CV is used to study the effect of applying different scan rates (10–100 mV s–1) on the oxidation peak current of 1.0 mM FVI/0.1 M PBS/pH 7.0 using the optimized sensor as shown in Supplement Fig. 3. Also, scan rate is studied to examine the number of electrons transferred during the FVI oxidation process. The FVI oxidation current increases with increasing the scan rate. Inset A of Supplement Fig. 3 shows the linear regression relationship of peak oxidation current (Ip) versus square root of scan rate and can be expressed as follows:

$${\text{I}}_{{\text{p}}} \left( {\mu {\text{A}}} \right)\, = \,{4}.{13}\, + \,{339}.{1}v^{{0.{5}}} \left( {{\text{V}}.{\text{s}}^{{ - {1}}} } \right)^{{0.{5}}} ({\text{R}}^{{2}} \, = \,0.{993}).$$

The linear relationship of Ip versus v½ indicates that the FVI oxidation is a diffusion-controlled process50,51.

There is another evidence of the diffusion-controlled process by plotting a relation between log I and log v as shown in inset B of Supplement Fig. 3. Linear relationship is obtained between log Ip versus log v and can be expressed as follows:

$${\text{Log I}}_{{\text{p}}} \left( {\mu {\text{A}}} \right)\, = \,{2}.{51} - 0.{\text{471Log}}v\left( {{\text{V}}.{\text{s}}^{{ - {1}}} } \right) \, ({\text{R}}^{{2}} \, = \,0.{997}).$$

The slope of this relation is 0.471 which is close to the theoretical value of 0.50 for a diffusion-controlled process52.

Inset C of supplement Fig. 3 shows the linear relationship between the peak potential of FVI versus the logarithm of the scan rate and can be expressed as follows:

$${\text{E}}_{{\text{p}}} \left( {\text{V}} \right)\, = \,{24}.{5}\, - \,0.0{\text{41 Log}}v\left( {{\text{Vs}}^{{ - {1}}} } \right) ({\text{R}}^{{2}} \, = \,0.{984}).$$

The inset C illustrates that as the scanning speed increases, the peak potential decreases, indicating that the electrochemical reaction is a typical irreversible process53.

For irreversible electrochemical reactions, Ep can be obtained by the following formula53.

$${\text{E}}_{{\text{p}}} \left( {\text{V}} \right)\, = \,\left( { - \,{2}.{\text{3RT}}/\alpha {\text{nF}}} \right){\text{ log}}v\left( {{\text{V}}/{\text{s}}} \right)\, + \,{\text{Constant}},$$

where n is the total number of electrons transferred, α is the electron transfer coefficient, R = 8.314 J/K mol, F = 96,480 C/mol, T = 298 K. α can be calculated using the following formula54.

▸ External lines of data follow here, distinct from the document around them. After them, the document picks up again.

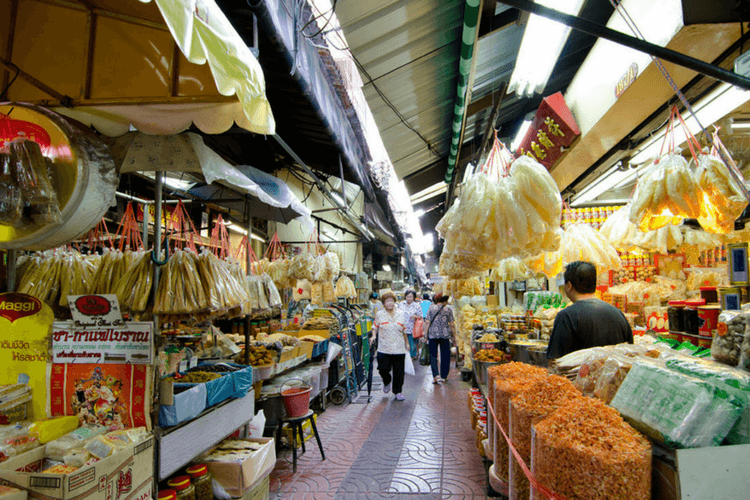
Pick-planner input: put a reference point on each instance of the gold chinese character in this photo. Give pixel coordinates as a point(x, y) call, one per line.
point(538, 151)
point(544, 139)
point(553, 128)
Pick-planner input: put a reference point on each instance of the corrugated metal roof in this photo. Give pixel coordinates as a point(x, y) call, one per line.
point(411, 51)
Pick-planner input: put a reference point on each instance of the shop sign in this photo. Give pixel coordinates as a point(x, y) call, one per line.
point(627, 80)
point(93, 311)
point(128, 343)
point(551, 132)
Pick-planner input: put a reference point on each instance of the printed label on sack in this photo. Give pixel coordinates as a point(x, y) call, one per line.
point(14, 306)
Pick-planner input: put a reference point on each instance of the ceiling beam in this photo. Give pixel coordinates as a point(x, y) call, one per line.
point(488, 101)
point(498, 22)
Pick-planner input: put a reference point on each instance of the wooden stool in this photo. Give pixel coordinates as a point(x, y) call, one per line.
point(296, 425)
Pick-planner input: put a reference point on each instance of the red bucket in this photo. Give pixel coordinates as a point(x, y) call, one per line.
point(296, 401)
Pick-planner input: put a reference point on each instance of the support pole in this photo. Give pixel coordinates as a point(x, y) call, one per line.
point(159, 177)
point(597, 30)
point(249, 267)
point(12, 268)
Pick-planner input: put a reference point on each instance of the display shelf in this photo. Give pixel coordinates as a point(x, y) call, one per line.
point(181, 444)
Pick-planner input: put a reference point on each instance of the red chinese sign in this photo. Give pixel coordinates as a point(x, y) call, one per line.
point(552, 130)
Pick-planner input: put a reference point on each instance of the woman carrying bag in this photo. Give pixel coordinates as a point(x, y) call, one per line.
point(440, 330)
point(393, 345)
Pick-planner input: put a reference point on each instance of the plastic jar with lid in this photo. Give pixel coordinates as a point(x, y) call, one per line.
point(676, 315)
point(167, 495)
point(184, 488)
point(691, 315)
point(201, 479)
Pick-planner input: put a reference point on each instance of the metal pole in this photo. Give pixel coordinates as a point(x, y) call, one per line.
point(249, 267)
point(159, 177)
point(146, 217)
point(12, 256)
point(597, 30)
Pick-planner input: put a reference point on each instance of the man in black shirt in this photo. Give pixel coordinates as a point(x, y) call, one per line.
point(589, 322)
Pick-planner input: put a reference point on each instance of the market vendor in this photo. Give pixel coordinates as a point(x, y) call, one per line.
point(393, 345)
point(588, 322)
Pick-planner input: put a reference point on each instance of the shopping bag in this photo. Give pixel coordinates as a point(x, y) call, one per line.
point(424, 355)
point(408, 365)
point(418, 328)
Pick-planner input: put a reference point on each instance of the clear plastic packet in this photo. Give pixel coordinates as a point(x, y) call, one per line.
point(679, 410)
point(11, 199)
point(731, 332)
point(31, 173)
point(303, 266)
point(725, 196)
point(666, 191)
point(59, 448)
point(584, 450)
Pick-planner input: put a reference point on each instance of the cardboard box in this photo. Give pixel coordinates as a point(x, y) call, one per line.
point(259, 492)
point(289, 354)
point(128, 473)
point(306, 348)
point(8, 493)
point(238, 478)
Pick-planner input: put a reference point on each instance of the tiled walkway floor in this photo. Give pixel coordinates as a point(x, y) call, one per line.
point(421, 448)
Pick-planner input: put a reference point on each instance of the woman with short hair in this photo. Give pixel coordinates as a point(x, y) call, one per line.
point(440, 331)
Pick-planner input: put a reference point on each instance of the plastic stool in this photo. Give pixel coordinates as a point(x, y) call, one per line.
point(296, 426)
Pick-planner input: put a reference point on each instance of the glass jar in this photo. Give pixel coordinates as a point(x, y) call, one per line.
point(676, 315)
point(167, 495)
point(184, 488)
point(201, 479)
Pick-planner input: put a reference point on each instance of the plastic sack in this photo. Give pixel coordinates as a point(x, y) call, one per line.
point(666, 191)
point(724, 198)
point(581, 242)
point(59, 448)
point(676, 409)
point(584, 450)
point(727, 344)
point(30, 170)
point(345, 288)
point(301, 290)
point(11, 199)
point(303, 266)
point(618, 229)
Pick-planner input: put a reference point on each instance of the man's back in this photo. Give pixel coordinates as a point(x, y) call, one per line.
point(588, 323)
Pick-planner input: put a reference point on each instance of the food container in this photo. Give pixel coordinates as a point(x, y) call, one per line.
point(708, 319)
point(704, 341)
point(690, 314)
point(730, 298)
point(676, 315)
point(202, 482)
point(184, 488)
point(709, 294)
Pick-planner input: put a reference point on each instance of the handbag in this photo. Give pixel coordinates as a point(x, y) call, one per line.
point(417, 331)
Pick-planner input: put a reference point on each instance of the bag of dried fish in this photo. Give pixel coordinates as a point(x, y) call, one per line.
point(585, 451)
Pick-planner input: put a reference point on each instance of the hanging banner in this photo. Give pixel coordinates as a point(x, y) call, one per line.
point(25, 325)
point(115, 396)
point(130, 343)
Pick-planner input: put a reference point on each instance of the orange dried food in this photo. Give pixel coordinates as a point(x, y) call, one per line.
point(585, 450)
point(543, 397)
point(516, 377)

$$\alpha \, = \,{47}.{7}/\left( {{\text{E}}_{{\text{p}}} \, - \,{\text{E}}_{{{\text{p}}/{2}}} } \right),$$

where Ep/2 is the potential where the current is at half the peak value. The calculated value of α is 0.733. From the slope of the linear relation of Ep versus log v, the value of n can be calculated, it is approximately equal to 1.98 = 2, indicating that two electrons are involved in the electrochemical oxidation of FVI.

Effect of pH

The pH of buffer solution has an important effect in both the oxidation potential and the oxidation current of FVI. Differential cyclic voltammetry is used to study the pH-dependent behavior of 1.0 mM FVI oxidation as shown in Fig. 5A. Figure 5B represents the variation of both peak oxidation current (Ip) and peak oxidation potential (Ep) as a function of electrolyte pH. Ip increases with pH up to 7.0, then there is a sharp decrease as shown in Fig. 5B. At pH 7.0 the electrode's sensitivity and selectivity for detection FVI reach maximum value55,56. At pH > 7.0, the FVI oxidation peak current decreases due to the hydrolysis of FVI and its adsorption decreases on the electrode surface54. The relationship between oxidation peak potential and the pH is presented in Fig. 5B. The oxidation peak potential decreases with an increase in pH, which indicates that protons are included in the oxidation process. The relation can be expressed by the following linear regression equation:

$${\text{E }}\left( {{\text{mV}}} \right)\, = \,{1346} - {29}.{\text{8 pH\,\, R}}^{{2}} \, = \,0.{997}.$$
Figure 5
figure 5

(A) CVs of 1.0 mM FVI/0.1 M PBS with different pH values, scan rate 50 mV/s using GC/CNT/CD electrode. (B) Relation between oxidation peak potential and pH; and relation between oxidation peak current and pH.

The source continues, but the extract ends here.